In fact, Leftwich might have the slowest release in NFL history. The big criticism of Leftwich over his career has been his long windup. He looks more like someone pitching for the Pirates than throwing passes for the Steelers. His release is the extreme opposite of Kurt Warner.
If the Steelers knew this was the direction of Haley's offense, I'm confused on why they would think Leftwich would be a good fit in Pittsburgh. Leftwich's strong arm and desire to throw deep is better suited for the Steelers' old offense under Bruce Arians.
This isn't to say I'm endorsing Charlie Batch to start.

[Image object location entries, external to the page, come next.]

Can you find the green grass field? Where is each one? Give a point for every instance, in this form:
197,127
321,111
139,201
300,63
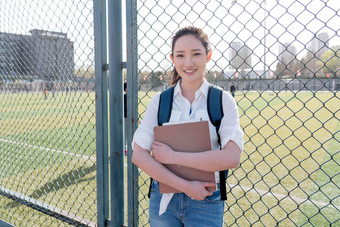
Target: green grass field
288,175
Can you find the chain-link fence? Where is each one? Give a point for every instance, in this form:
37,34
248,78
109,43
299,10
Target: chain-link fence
47,113
283,57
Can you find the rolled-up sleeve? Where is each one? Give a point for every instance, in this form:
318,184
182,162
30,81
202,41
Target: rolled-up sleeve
230,125
144,135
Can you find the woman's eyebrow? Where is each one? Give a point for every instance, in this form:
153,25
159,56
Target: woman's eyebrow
181,51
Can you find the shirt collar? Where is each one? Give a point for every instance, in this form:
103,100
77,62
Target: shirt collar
203,89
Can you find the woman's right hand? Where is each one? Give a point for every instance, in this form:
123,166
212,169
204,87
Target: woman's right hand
198,189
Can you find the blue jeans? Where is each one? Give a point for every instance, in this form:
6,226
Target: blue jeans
184,211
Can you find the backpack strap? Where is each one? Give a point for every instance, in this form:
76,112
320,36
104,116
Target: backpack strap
164,113
215,111
165,106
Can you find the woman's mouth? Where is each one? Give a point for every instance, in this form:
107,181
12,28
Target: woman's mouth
189,71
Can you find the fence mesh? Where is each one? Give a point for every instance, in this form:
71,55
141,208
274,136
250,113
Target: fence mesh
283,57
47,113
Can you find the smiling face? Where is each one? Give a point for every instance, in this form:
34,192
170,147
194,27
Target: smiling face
190,58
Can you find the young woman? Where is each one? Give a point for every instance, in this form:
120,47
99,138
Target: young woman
196,206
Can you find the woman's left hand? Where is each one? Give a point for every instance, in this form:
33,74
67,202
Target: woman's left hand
163,153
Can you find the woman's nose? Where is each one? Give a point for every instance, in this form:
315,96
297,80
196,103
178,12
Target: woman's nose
188,61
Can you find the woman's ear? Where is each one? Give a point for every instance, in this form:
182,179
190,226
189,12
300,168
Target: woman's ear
209,56
172,58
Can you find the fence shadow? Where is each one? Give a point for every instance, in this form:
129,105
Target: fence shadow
74,176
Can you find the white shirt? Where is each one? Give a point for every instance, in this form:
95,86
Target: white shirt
182,110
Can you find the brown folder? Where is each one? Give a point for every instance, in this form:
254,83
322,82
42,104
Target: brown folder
186,137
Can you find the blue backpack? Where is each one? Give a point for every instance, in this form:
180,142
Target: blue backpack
215,112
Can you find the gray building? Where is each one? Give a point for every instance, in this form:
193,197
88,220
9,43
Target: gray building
41,55
320,44
240,56
287,53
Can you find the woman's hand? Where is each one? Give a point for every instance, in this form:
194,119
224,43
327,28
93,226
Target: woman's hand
163,153
198,189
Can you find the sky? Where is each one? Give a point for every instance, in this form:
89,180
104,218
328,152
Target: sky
225,21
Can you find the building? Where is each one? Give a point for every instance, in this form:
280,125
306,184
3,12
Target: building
240,56
42,55
287,53
319,44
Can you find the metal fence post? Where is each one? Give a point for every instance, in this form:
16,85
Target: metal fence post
116,112
101,111
132,109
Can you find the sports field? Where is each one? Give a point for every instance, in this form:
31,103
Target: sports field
289,171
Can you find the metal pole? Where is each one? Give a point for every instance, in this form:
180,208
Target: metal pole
132,108
101,111
116,112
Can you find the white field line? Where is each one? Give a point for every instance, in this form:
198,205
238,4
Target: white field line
48,149
245,189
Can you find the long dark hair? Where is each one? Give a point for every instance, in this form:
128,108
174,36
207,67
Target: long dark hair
190,30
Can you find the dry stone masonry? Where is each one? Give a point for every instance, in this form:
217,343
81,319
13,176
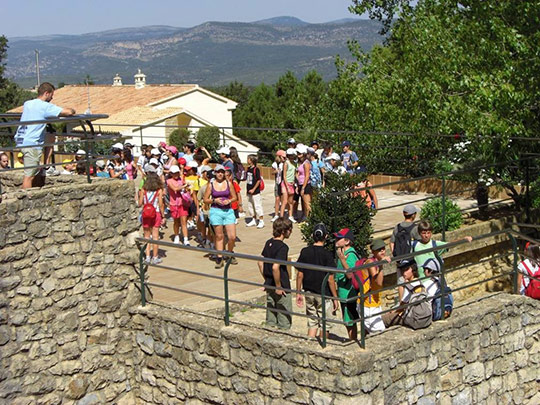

At his age, he can fill in for a game or two. Batch won't hold up over an extended period, and no one knows when Ben Roethlisberger will return.
The Steelers are going with Leftwich and saying they are confident that the offense won't have to change with a change at quarterback. But, if the Steelers want to maintain success on offense, they're going to have to adapt to Leftwich's strengths.